Points-based Limiter #5757

kirillplatonov · 2023-01-31T18:28:58Z

The existing leaky bucket limiter supports request-based rate limiting. Some APIs like provide points-based limiters. For example Shopify GraphQL API:
We're given 1000 points max. Every API request has its cost and returns the remaining points in response. The bucket is refilled at a rate of X points per second.

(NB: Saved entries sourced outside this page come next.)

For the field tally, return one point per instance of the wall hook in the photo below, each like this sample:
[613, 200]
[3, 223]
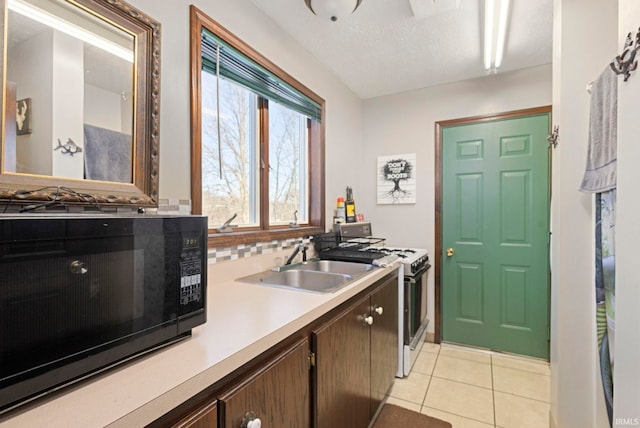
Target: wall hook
[626, 62]
[553, 137]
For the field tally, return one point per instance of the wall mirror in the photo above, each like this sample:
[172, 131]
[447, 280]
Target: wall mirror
[80, 118]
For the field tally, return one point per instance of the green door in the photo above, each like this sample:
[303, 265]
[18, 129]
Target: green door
[495, 235]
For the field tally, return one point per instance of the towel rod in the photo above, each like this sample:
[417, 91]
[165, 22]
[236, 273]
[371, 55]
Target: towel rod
[626, 62]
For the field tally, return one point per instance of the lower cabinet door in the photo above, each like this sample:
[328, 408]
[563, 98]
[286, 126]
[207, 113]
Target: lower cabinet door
[342, 372]
[384, 340]
[278, 394]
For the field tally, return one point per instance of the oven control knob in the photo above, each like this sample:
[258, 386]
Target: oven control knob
[78, 268]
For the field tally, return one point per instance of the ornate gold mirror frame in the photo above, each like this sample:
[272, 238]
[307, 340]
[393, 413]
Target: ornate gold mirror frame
[22, 189]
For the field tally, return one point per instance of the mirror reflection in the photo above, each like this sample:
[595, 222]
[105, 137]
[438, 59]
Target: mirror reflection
[69, 93]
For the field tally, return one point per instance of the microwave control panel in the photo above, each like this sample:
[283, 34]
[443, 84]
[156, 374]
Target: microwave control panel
[190, 271]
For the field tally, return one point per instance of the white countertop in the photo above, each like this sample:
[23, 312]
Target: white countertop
[243, 321]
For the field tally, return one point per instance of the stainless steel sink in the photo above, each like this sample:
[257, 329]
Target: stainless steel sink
[307, 280]
[320, 276]
[346, 268]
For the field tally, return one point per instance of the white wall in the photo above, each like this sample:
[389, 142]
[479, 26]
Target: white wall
[627, 348]
[584, 43]
[29, 65]
[104, 109]
[405, 123]
[241, 17]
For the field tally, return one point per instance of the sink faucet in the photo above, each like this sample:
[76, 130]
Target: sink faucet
[298, 248]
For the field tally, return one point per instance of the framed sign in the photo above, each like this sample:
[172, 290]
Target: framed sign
[397, 179]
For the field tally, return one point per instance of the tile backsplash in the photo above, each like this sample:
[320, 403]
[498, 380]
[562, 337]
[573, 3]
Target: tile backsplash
[217, 255]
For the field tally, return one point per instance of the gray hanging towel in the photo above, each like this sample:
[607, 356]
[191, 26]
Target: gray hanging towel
[600, 173]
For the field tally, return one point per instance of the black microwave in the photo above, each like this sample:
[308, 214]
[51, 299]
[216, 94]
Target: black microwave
[80, 293]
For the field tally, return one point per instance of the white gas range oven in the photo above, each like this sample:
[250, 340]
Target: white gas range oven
[412, 294]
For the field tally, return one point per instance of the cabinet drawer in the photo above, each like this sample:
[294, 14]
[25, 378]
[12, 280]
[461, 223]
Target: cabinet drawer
[278, 394]
[206, 417]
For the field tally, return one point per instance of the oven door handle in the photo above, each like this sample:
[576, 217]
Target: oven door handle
[412, 278]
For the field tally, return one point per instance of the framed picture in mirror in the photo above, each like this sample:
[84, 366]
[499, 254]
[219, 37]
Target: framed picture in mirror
[23, 116]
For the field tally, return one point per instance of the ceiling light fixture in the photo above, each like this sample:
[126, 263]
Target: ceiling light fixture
[72, 30]
[332, 9]
[496, 19]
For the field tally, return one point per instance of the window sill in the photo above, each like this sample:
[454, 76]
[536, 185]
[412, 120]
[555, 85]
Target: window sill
[216, 240]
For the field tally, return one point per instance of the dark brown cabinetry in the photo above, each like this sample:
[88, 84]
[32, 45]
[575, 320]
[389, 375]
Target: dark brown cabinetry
[353, 364]
[278, 394]
[356, 359]
[384, 340]
[206, 417]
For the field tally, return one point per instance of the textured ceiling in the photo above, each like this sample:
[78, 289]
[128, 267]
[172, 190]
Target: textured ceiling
[382, 48]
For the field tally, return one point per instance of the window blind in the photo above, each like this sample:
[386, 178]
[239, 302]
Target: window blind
[244, 71]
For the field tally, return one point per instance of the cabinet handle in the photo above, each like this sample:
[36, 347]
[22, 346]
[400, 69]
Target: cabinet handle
[368, 319]
[250, 420]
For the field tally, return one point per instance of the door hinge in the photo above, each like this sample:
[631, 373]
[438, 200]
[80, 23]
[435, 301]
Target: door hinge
[553, 137]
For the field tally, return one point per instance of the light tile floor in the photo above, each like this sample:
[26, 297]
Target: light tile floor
[476, 389]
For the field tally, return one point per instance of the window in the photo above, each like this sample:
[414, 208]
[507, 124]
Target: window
[257, 142]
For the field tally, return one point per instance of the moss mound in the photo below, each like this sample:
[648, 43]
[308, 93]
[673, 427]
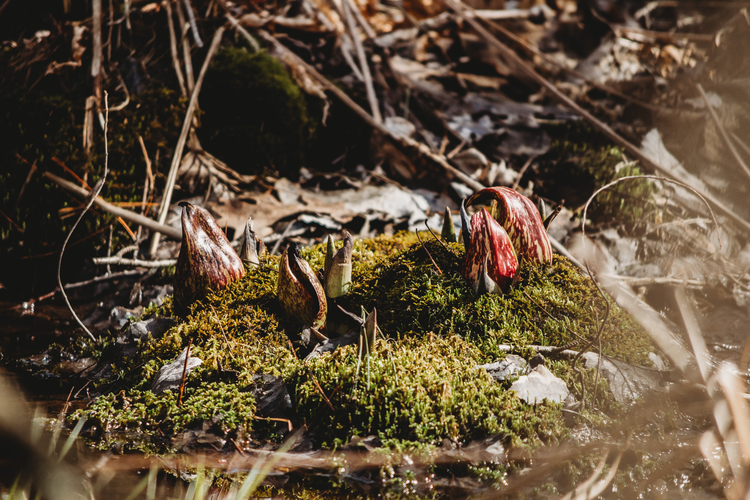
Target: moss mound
[580, 160]
[423, 385]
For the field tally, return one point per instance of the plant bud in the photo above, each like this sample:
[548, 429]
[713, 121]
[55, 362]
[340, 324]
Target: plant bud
[521, 220]
[449, 230]
[338, 271]
[300, 293]
[490, 255]
[252, 246]
[207, 261]
[465, 226]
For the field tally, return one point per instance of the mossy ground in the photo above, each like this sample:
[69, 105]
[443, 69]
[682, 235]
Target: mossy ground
[421, 387]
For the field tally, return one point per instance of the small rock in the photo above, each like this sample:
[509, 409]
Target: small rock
[536, 361]
[509, 367]
[170, 375]
[141, 329]
[540, 384]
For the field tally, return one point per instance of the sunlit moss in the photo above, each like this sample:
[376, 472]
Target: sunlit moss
[423, 385]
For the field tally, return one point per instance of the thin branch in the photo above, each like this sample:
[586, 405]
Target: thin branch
[193, 26]
[92, 197]
[173, 48]
[364, 66]
[177, 156]
[121, 261]
[723, 131]
[461, 9]
[175, 234]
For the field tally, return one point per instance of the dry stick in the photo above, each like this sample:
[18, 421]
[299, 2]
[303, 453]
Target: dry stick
[173, 48]
[121, 261]
[364, 66]
[361, 19]
[111, 26]
[90, 201]
[184, 371]
[96, 58]
[193, 26]
[669, 345]
[723, 131]
[523, 171]
[533, 50]
[32, 169]
[5, 4]
[175, 234]
[172, 176]
[439, 159]
[632, 149]
[148, 181]
[187, 58]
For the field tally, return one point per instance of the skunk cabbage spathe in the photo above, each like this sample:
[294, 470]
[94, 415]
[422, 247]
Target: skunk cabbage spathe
[300, 293]
[521, 220]
[207, 261]
[491, 262]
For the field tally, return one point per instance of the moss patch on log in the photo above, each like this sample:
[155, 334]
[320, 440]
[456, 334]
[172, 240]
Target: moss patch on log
[422, 386]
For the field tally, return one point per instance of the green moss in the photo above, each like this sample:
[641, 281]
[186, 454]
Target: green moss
[422, 390]
[140, 420]
[255, 115]
[422, 386]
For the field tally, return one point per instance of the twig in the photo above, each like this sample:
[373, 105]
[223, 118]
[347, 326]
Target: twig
[98, 279]
[723, 131]
[667, 344]
[96, 58]
[428, 253]
[361, 19]
[364, 66]
[172, 176]
[193, 26]
[173, 48]
[218, 322]
[119, 261]
[90, 201]
[169, 231]
[320, 389]
[284, 234]
[523, 171]
[438, 159]
[25, 183]
[186, 56]
[184, 371]
[461, 9]
[148, 182]
[551, 60]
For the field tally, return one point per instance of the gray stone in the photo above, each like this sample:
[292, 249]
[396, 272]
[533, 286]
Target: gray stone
[540, 384]
[509, 367]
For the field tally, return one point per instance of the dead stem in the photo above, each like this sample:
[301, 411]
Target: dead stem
[186, 124]
[428, 253]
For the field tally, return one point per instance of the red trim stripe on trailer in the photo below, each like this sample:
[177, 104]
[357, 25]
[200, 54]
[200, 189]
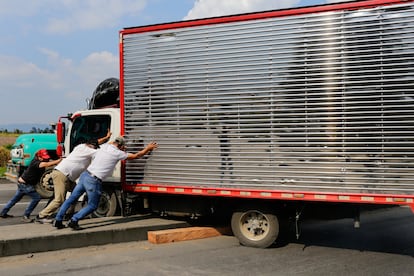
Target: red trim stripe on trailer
[262, 15]
[273, 194]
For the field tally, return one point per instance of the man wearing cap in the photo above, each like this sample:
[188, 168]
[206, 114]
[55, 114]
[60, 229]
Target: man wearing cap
[106, 158]
[65, 174]
[26, 184]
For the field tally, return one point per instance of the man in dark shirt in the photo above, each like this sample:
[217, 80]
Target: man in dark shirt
[26, 184]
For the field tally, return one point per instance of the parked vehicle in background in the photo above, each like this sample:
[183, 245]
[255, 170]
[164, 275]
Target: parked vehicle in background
[23, 152]
[265, 118]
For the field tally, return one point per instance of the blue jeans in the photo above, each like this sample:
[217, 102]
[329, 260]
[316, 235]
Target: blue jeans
[93, 189]
[23, 190]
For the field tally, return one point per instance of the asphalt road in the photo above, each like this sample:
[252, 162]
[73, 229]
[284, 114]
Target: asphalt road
[384, 245]
[332, 252]
[7, 191]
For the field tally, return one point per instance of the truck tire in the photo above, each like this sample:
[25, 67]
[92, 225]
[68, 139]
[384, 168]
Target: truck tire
[255, 228]
[45, 185]
[107, 205]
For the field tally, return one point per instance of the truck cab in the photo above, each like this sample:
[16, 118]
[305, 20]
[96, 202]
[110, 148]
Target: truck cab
[79, 128]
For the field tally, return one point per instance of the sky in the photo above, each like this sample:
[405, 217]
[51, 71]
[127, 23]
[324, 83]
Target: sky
[54, 53]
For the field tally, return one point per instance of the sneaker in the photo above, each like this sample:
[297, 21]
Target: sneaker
[6, 216]
[43, 220]
[74, 225]
[27, 219]
[58, 224]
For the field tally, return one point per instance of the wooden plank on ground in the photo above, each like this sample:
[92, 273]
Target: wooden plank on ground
[185, 234]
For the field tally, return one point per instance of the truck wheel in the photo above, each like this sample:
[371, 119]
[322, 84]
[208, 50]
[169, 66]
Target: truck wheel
[255, 228]
[45, 185]
[107, 205]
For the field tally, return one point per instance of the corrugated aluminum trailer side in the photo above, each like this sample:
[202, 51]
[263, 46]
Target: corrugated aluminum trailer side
[312, 104]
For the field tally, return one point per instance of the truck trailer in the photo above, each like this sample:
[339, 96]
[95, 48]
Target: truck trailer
[268, 117]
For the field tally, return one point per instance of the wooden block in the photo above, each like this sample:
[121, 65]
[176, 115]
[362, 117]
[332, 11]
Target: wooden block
[185, 234]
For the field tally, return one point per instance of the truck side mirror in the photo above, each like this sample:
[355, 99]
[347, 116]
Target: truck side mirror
[60, 132]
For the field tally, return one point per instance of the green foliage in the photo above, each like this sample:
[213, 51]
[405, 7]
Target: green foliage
[4, 156]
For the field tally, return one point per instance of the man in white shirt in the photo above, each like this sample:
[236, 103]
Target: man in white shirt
[65, 174]
[90, 180]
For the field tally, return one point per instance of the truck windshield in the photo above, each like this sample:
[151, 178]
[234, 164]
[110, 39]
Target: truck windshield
[88, 127]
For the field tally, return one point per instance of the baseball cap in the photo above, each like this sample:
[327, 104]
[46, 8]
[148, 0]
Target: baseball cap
[93, 142]
[120, 140]
[42, 153]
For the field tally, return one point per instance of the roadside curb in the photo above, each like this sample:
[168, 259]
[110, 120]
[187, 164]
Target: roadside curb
[34, 237]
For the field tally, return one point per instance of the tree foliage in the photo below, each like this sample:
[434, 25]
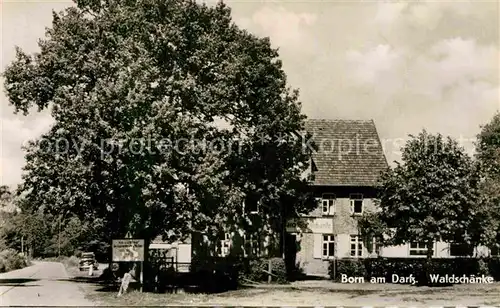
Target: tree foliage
[126, 81]
[432, 195]
[488, 156]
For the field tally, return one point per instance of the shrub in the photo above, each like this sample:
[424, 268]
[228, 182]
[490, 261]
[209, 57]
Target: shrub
[256, 270]
[11, 260]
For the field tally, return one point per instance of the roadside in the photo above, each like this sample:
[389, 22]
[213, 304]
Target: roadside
[302, 293]
[42, 284]
[307, 293]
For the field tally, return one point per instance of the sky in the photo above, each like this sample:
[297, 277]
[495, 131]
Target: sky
[408, 65]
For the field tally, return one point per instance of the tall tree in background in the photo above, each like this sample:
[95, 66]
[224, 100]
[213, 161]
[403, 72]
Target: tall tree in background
[432, 195]
[488, 156]
[133, 87]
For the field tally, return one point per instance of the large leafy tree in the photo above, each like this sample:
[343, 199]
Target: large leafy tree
[488, 156]
[432, 195]
[135, 87]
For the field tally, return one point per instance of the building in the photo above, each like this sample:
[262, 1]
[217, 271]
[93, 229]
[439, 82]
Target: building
[346, 166]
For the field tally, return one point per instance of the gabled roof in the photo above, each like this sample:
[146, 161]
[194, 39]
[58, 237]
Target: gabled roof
[349, 152]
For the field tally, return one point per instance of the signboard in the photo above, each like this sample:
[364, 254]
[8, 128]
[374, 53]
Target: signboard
[310, 225]
[128, 250]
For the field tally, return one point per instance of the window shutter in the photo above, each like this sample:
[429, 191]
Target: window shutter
[318, 245]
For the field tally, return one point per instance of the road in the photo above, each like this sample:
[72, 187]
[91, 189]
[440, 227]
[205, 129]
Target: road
[42, 284]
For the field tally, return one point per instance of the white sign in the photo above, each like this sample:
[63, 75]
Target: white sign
[310, 225]
[128, 250]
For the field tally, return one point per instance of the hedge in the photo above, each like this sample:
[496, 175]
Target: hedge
[404, 267]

It would be great if Sidekiq Enterprise could support this use case as well.

References:
https://shopify.dev/api/usage/rate-limits#graphql-admin-api-rate-limits

mperham · 2023-01-31T18:34:03Z

If Shopify wanted to contribute an official limiter I would consider it but this is pretty hyper-specialized for me to build and support long-term. I generally don't build things which are only used for one site. Are there any other points-based limiters elsewhere? Can we build a standard limiter that works with all of those sites, esp if those sites add response headers which mutate the limiter logic somehow (for example, a hypothetical X-Limiter-Points-Consumed: 10.75)?

kirillplatonov · 2023-01-31T19:20:41Z

Point-based limits seem to be pretty common for GraphQL-based APIs. It's used to limit the complexity of queries made during a certain period.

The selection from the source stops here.